In an uncertain and volatile market, Fannie Mae ought to be an obvious choice for best borrower. Investors do not seem to be on the desperate hunt for yield that dominated their decisions two years ago. Now they hunt the right credit, and increasingly that means looking for a credit with liquidity. With annual funding needs in the hundreds of billions of dollars, Fannie Mae should be providing that.
And it is. The US mortgage agency now has a full yield curve stretching out from two years to 30 years, has started to see other borrowers price deals off its deals, and has even been touted as a replacement benchmark for US treasury bonds as fewer are issued and more redeemed. Fannie Mae is playing down this latter role people have ascribed to it. Partly out of diplomacy as legislators on Capitol Hill scrutinize the role the agencies play in the markets, and the role government sponsorship has on the agencies, and partly out of an institutional conservatism.

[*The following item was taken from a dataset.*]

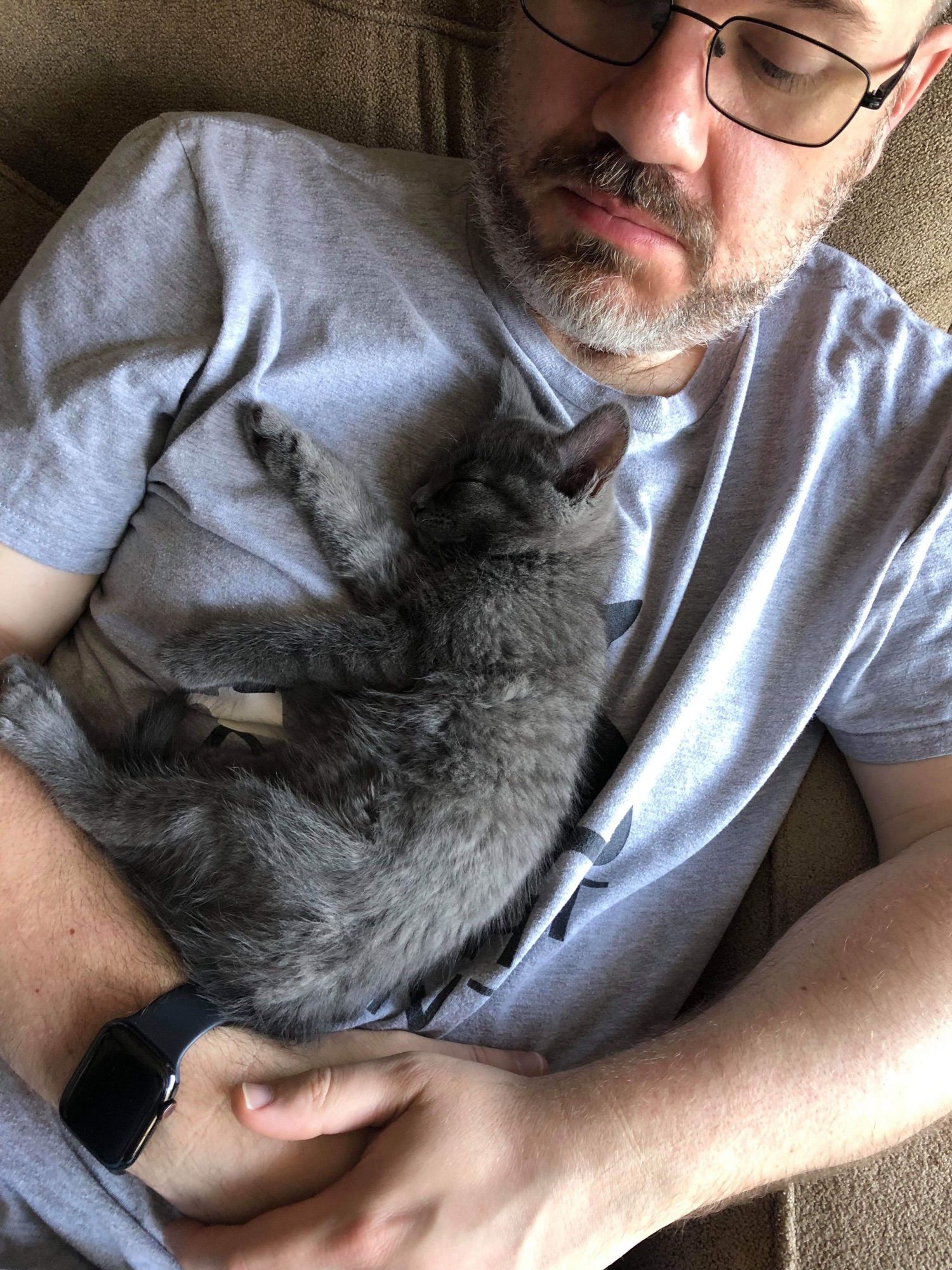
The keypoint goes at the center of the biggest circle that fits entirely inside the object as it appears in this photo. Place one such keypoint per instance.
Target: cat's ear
(592, 451)
(515, 394)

But investors want more than just liquidity from borrowers. They want the liquidity to be accompanied by increased transparency and predictability. Or to put it another way, says the head of debt capital markets at one of the major underwriters: "Keep it simple, stupid!"
Any issuers sticking to the method of the mid- to late-1990s of lots of public deals with bells and whistles, and a plethora of private placements through the MTN market, might have found the past 18 months rather tough.